我有一个由以下传递函数描述的低通滤波器:
h [n] =(w_c / Pi)* sinc(n * w_c / Pi),其中w_c是截止频率
我必须将此低通滤波器转换为带通滤波器。
答案 0 :(得分:4)
您h[n]转换为频域rect。为了使其成为带通,你需要将其中心频率移动得更高。
要执行此操作,请将h[n]乘以exp(j*w_offset*n),其中w_offset是要转移的金额。如果w_offset为正,那么您将转向更高的频率。
时域中的乘法是频域中的卷积。由于exp(j*w_offset*n)变为以w_offset为中心的脉冲函数,乘法将H(w)移动w_offset。
有关详细信息,请参阅Discrete Time Fourier Transform。
注意:这样的过滤器不会对称于0,这意味着它将具有复杂的值。要使其对称,您需要添加h[n]乘以exp(-j*w_offset*n):
h_bandpass[n] = h[n](exp(j*w_offset*n)+exp(-j*w_offset*n))
我们得到cos(w*n) = (exp(j*w*n)+exp(-j*w*n))/2:
h_bandpass[n] = h[n]cos(w_offset*n)
此过滤器具有纯粹的实际值。
答案 1 :(得分:1)
简短的回答是,您将在时域中乘以复指数。时域中的乘法将在频域中移位信号。
Matlab代码:
n_taps = 100;
n = 1:n_taps;
h = ( w_c / Pi ) * sinc( ( n - n_taps / 2) * w_c / Pi ) .* ...

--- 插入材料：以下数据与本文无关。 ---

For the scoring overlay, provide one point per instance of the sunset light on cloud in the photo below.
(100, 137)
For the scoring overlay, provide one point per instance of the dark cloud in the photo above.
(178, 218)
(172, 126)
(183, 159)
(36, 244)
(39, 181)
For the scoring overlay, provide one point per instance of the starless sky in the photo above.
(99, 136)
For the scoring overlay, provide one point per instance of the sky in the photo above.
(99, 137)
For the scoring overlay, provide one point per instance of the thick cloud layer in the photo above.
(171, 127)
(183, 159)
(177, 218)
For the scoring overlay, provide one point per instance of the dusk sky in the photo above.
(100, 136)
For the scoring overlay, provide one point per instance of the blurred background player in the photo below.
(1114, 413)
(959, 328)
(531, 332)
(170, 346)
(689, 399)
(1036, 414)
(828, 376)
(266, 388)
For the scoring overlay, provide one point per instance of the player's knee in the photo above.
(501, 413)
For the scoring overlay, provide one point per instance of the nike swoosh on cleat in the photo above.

exp( i * w_offset * ( n - n_taps / 2) );
P.S。几周前,我碰巧刚为学校实施了这个功能。
以下是使用窗口方法创建自己的带通滤波器的代码:
%%%%%%%%%%%%%%%%%%%%%%%%%%%%%%%%%%%%%%%%%%%%%%%%%%%%%%%%%%%%%%%%%%%%%%%%%%%%%%%
% Function: Create bandpass filter using windowing method
% Purpose: Simple method for creating filter taps ( useful when more elaborate
% filter design libraries are not available )
%
% @author Trevor B. Smith, 24MAR2009
%
% @param n_taps How many taps are in your output filter
% @param omega_p1 The lower cutoff frequency for your passband filter
% @param omega_p2 The upper cutoff frequency for your passband filter
% @return h_bpf_hammingWindow The filter coefficients for your passband filter
%%%%%%%%%%%%%%%%%%%%%%%%%%%%%%%%%%%%%%%%%%%%%%%%%%%%%%%%%%%%%%%%%%%%%%%%%%%%%%%
function h_bpf_hammingWindow = BPF_hammingWindow(n_taps,omega_p1,omega_p2)
% Error checking
if( ( omega_p2 == omega_p1 ) || ( omega_p2 < omega_p1 ) || ( n_taps < 10 ) )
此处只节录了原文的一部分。